The idea of new price controls – always a hot potato – sent shivers down the spine of the global pharma industry. There appears to be little appetite among players for the US to have the same bureaucratic controls around drug prices as there are in place in the likes of Japan and Germany.
Rather, conventional wisdom suggests the more profitable a pharma company – driven by a value-based pricing model – the more attractive it is to investors.
“Investors are still very much focussed on the US pricing environment and its sustainability,” says Tara Raveendran, healthcare analyst at Shore Capital.
Yet, price controls – much like the notion of a Mexican border wall – appear to remain rooted in hypothesis. In 2017, Novartis finally managed to get the FDA’s seal of approval for CAR-T drug Kymriah, used to treat children with acute lymphoblastic leukaemia. Each treatment costs $475,000. Hardly a snip.
Similarly, Luxturna, a new drug from Spark Therapeutics, which treats a genetic form of childhood blindness, is currently priced at $850,000 for a one-time treatment.
There are, says Raveendran, “valid concerns about how the health system will be able to absorb and handle these ballooning costs”. At the same time, it reflects a readiness among investors to back the development of certain new drugs.
“In terms of investor appetite, cancer and rare disease remain, without doubt, two of the most attractive spaces,” she says.
“This is, in part, related to the pricing issues, insofar as they are two sectors in which premium pricing appears to be ‘accepted’ by payers and patients. We are also seeing remarkable innovation in these markets.”
Nonetheless, R&D returns in pharma remain disappointing. According to Deloitte’s latest annual survey of the space, the world’s 12 largest drug companies achieved a relatively paltry return of 3.2% on their R&D spending in 2017. In 2010, that figure stood at 10.1%.
More concerning still for investors, the average cost of bringing a drug has skyrocketed to a record $2 billion, marking a 33% increase, year on year.
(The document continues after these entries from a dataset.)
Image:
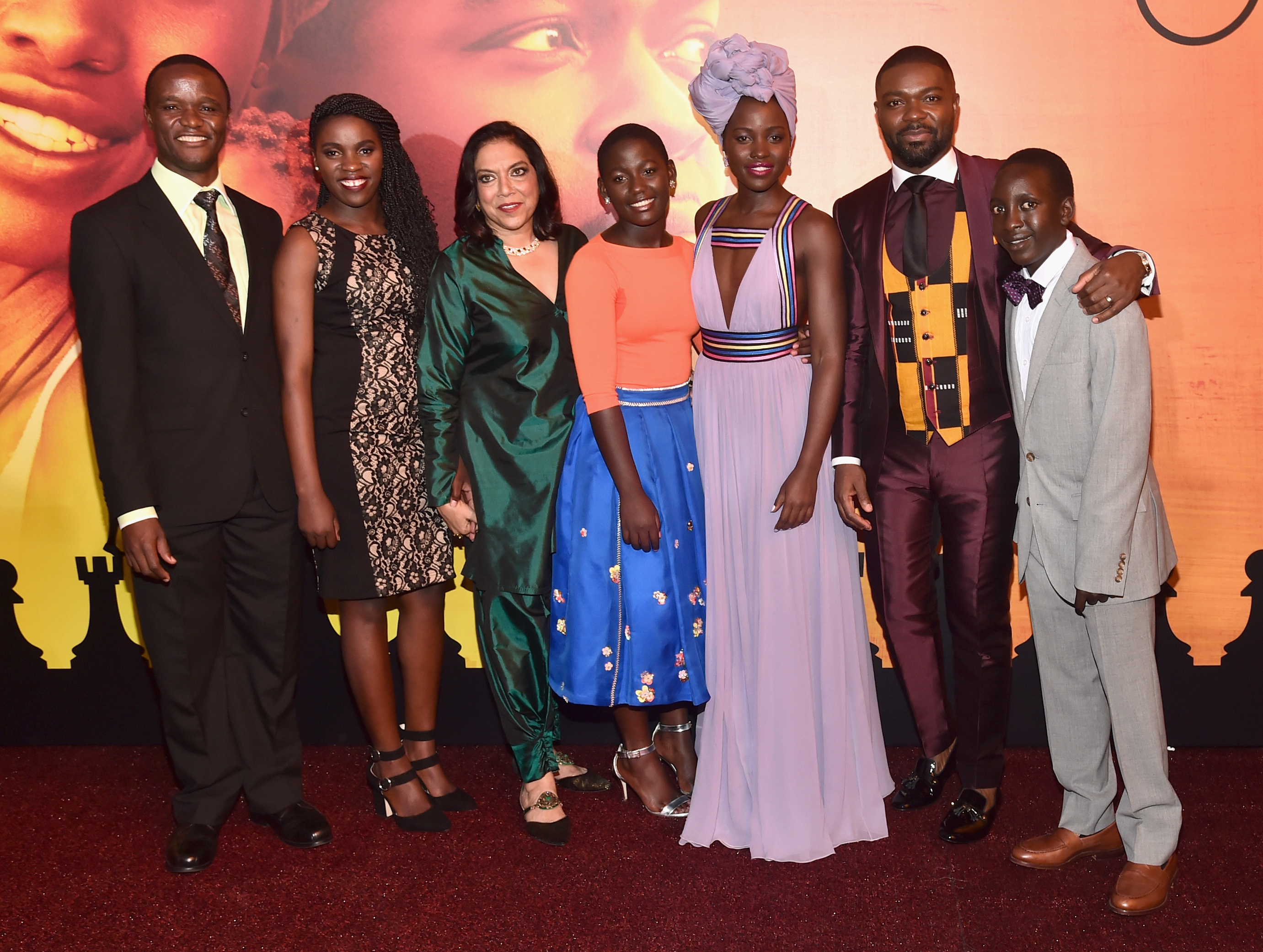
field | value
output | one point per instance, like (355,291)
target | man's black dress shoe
(969,821)
(193,848)
(297,825)
(924,786)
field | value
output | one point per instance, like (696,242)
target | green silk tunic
(498,387)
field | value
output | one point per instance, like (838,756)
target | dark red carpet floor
(82,833)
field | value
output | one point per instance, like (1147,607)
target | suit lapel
(978,214)
(162,220)
(872,239)
(1060,301)
(1011,363)
(253,246)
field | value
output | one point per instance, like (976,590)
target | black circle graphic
(1194,41)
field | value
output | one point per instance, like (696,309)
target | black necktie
(216,251)
(916,230)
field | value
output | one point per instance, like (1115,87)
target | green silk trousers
(513,637)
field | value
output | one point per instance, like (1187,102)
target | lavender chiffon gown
(791,757)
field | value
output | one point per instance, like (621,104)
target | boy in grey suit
(1094,547)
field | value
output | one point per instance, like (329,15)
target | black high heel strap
(385,783)
(417,735)
(423,763)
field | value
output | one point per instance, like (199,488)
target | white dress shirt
(1026,319)
(180,193)
(945,171)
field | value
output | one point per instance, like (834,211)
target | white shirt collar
(181,191)
(1050,272)
(945,171)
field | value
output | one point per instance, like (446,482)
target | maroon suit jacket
(861,428)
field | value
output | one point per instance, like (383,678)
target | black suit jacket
(185,407)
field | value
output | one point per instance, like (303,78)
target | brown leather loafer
(1143,889)
(1054,850)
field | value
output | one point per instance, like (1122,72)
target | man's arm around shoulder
(1121,389)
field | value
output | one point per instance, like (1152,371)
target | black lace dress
(368,436)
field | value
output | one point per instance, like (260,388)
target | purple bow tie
(1018,287)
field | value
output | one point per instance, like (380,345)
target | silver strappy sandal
(676,810)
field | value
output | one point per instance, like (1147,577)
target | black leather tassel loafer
(924,786)
(969,821)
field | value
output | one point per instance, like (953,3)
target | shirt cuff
(1147,284)
(137,515)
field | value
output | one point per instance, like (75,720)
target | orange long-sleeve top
(632,319)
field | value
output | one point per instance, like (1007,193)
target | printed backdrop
(1152,104)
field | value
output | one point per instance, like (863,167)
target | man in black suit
(172,282)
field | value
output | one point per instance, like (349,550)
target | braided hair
(410,215)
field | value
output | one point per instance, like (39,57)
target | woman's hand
(317,521)
(460,518)
(463,489)
(796,499)
(642,528)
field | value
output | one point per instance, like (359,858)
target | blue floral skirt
(628,626)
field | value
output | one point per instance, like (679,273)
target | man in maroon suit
(926,423)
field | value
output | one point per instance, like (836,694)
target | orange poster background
(1162,139)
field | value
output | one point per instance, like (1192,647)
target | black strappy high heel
(431,821)
(556,834)
(455,802)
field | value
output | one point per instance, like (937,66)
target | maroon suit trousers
(973,484)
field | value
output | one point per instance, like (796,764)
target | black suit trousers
(223,637)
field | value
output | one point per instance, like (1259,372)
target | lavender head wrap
(734,69)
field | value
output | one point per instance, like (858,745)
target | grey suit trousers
(1101,679)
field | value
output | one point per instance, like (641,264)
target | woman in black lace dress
(350,281)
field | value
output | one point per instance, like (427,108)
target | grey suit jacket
(1089,495)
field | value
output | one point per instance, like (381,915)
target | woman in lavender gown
(791,759)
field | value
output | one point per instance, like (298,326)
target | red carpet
(84,831)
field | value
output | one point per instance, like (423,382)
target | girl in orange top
(628,606)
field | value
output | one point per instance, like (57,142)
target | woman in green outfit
(498,390)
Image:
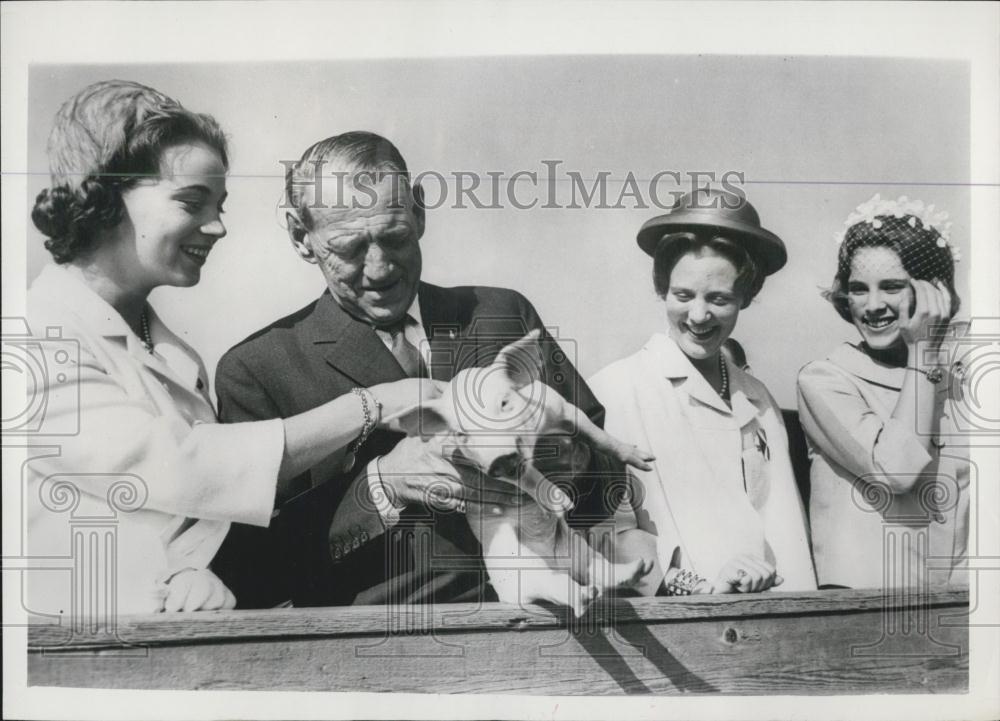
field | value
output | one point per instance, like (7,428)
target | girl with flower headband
(876,412)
There are exceptions though, says Raveendran, of companies pushing the envelope when it comes to their R&D programmes.
She cites the example of AstraZeneca, which last year announced that the FDA had granted Breakthrough Therapy Designation for Tagrisso, a first-line treatment for patients with locally-advanced or metastatic epidermal growth factor receptor (EGFR)-mutated non-small cell lung cancer.
“Big pharma has struggled with R&D, but companies like AstraZeneca seem to be bucking the trend,” she says. “Astra’s third generation EGFR inhibitor Tagrisso is targeted at a very specific population within lung cancer and moved through development at rapid pace.
“The focus is shifting towards more targeted therapies. I’d also say that the idea of ‘following science’ is more relevant than ever; a compelling mechanistic rationale, in a targeted population, betters the chances of success in drug development.”
Asked to pick her most notable pharma investment of the past year, Raveendran plumps for Roche’s acquisition of cancer-focussed start-up Flatiron Health, announced in February. The deal – which is expected to close later this year – will see Roche pay out $1.9bn for Flatiron’s in-house technology, which collects and analyses data from the electronic medical records of cancer patients.
“The Roche acquisition of Flatiron is quite remarkable my view,” she says. “It represents the first big investment from pharma into the sphere of real-world big data analytics, dominated until now by Silicon Valley start-ups and tech companies. So, seeing pharma as an industry getting involved is pretty exciting.”